Mohammad Fallahi-Sichani, PhD, an associate professor in the Department of Biomedical Engineering and a faculty member of the UVA Comprehensive Cancer Center, was awarded a $2 million, five-year R35 grant renewal from the NIH National Institute for General Medical Sciences. This funding supports ongoing research in the Fallahi-Sichani lab, focusing on the fundamental mechanisms of information processing and decision-making in human cells.
Cells must constantly adapt to their environment, making decisions based on both external signals and their internal state. However, the exact mechanisms linking a cell’s decisions to its state remain unclear. This knowledge gap presents significant challenges for quantitative biology and precision medicine, particularly in understanding why genetically identical tumor cells can respond differently to the same treatment, inevitably leading to therapy resistance and disease progression in many cancer patients.

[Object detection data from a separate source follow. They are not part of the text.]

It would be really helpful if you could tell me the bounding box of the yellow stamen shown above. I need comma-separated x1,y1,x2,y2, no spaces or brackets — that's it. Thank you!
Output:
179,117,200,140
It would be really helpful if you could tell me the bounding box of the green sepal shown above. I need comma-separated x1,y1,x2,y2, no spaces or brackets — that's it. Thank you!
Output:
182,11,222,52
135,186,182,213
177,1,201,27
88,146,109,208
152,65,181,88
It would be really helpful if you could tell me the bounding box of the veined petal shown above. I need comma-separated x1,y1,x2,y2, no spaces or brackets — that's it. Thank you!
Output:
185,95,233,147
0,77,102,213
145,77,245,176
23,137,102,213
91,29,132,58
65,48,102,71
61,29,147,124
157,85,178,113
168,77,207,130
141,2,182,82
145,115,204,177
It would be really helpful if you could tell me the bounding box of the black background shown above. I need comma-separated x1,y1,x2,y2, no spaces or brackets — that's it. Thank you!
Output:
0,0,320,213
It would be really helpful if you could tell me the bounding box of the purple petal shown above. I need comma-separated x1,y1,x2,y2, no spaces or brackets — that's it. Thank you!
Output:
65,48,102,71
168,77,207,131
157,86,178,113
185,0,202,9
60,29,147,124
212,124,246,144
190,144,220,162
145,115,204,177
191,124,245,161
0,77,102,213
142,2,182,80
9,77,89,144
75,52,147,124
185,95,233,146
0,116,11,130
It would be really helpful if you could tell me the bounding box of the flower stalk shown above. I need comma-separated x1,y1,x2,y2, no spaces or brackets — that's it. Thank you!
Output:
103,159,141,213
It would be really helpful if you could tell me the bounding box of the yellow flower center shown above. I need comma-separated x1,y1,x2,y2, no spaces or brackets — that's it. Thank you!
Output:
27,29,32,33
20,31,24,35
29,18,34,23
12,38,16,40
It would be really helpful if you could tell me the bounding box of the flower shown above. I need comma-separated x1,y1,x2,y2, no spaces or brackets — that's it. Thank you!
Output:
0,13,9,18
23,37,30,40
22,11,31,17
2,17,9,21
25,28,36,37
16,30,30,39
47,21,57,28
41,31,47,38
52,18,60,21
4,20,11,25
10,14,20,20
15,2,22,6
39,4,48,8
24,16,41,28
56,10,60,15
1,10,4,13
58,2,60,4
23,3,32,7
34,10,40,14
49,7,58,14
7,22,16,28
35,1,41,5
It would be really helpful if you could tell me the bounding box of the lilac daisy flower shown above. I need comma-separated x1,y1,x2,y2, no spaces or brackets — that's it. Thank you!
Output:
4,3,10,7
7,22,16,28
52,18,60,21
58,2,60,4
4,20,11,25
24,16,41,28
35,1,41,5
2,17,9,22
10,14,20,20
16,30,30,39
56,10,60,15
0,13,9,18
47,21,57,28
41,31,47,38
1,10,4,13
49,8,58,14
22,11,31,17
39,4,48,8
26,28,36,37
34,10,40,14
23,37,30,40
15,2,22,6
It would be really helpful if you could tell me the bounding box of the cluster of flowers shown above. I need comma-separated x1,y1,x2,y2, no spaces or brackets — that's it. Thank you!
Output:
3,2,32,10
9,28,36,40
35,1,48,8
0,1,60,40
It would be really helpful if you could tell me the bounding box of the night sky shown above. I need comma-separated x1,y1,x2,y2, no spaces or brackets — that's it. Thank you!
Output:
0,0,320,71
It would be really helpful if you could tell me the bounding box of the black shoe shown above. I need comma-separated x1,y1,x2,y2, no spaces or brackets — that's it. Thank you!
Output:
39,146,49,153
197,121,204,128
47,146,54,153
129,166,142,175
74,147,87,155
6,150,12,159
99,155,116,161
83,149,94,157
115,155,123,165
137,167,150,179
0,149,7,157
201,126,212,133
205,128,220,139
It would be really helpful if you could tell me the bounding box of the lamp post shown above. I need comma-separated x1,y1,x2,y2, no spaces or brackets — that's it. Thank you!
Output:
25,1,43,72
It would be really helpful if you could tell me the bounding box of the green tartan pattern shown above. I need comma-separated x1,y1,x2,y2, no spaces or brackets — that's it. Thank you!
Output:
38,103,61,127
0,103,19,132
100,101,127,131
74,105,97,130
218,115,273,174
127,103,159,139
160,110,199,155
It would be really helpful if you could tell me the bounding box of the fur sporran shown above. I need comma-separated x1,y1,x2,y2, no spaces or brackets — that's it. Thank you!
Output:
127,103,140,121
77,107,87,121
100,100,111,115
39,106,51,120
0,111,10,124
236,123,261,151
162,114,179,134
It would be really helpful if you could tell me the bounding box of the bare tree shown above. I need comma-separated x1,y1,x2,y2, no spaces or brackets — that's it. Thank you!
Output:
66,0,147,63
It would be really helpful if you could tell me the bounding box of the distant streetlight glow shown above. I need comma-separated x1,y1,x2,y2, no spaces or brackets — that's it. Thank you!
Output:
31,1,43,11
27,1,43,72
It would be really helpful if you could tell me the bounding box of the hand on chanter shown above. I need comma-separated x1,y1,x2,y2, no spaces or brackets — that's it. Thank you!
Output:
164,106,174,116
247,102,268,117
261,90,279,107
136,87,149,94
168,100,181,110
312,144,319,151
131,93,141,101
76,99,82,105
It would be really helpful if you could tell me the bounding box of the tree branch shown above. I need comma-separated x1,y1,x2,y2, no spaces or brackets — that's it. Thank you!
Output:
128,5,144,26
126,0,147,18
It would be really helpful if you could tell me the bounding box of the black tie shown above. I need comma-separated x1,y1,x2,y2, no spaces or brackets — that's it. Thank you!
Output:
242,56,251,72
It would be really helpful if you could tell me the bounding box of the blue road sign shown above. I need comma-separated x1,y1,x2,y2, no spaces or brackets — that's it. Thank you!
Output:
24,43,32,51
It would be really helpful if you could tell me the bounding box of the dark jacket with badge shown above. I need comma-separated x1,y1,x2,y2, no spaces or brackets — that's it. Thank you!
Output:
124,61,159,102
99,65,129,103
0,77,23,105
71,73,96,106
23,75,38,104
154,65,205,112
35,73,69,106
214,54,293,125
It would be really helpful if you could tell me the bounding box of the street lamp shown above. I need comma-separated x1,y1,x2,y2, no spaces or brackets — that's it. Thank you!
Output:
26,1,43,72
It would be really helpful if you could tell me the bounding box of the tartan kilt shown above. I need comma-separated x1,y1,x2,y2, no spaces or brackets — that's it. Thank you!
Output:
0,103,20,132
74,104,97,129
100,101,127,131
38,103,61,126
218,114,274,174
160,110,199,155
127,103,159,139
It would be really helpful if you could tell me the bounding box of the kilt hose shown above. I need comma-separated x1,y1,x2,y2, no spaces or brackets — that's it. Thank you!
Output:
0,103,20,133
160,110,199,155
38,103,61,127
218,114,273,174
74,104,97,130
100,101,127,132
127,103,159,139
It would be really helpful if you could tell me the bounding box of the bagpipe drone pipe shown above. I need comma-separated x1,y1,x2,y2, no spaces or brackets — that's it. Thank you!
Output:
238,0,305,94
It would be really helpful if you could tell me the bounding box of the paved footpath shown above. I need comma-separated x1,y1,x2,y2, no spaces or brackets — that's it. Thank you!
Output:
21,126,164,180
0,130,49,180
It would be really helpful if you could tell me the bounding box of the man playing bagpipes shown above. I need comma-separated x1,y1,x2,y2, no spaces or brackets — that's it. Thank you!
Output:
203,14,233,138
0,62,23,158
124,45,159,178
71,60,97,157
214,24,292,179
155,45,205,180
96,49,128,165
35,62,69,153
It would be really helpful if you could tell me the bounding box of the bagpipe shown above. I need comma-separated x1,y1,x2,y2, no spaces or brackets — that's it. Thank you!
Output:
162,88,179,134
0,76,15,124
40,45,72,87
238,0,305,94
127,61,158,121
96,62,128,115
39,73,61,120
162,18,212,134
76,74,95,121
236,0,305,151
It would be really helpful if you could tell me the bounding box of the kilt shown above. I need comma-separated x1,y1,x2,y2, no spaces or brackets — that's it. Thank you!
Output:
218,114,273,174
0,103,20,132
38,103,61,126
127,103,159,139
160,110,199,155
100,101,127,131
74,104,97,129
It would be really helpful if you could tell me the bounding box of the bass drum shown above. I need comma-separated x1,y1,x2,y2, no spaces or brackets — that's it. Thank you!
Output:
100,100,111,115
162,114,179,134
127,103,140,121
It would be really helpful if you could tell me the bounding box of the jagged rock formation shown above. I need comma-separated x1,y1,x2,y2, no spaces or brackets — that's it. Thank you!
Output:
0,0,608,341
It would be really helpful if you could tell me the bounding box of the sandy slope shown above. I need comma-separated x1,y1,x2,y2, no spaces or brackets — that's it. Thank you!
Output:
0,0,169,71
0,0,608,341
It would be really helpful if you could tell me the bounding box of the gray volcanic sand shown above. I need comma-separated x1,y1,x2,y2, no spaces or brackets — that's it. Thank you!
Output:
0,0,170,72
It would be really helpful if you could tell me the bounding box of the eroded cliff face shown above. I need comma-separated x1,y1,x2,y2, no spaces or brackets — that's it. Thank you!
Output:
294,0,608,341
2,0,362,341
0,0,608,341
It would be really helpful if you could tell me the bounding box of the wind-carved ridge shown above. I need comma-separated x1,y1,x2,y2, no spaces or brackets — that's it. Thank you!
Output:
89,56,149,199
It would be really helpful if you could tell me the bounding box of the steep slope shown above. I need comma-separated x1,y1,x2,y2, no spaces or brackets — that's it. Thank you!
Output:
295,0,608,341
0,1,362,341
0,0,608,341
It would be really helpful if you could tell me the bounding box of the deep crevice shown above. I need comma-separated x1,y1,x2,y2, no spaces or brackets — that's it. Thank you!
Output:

Dr. Fallahi-Sichani’s research aims to narrow this gap via a combination of hypothesis-driven and systematic studies that leverage high-throughput, highly multiplexed technologies, single-cell profiling, transcriptomics and epigenomics analysis, and computational modeling. These tools will help the research team build and experimentally validate predictive models that connect cellular states to phenotypic behaviors in genetically identical, but phenotypically heterogeneous populations. The insights gained from these studies could pave the way for improved precision medicine strategies, potentially allowing scientists to control cell behavior and guide cancer cells toward outcomes like selective and effective cell death.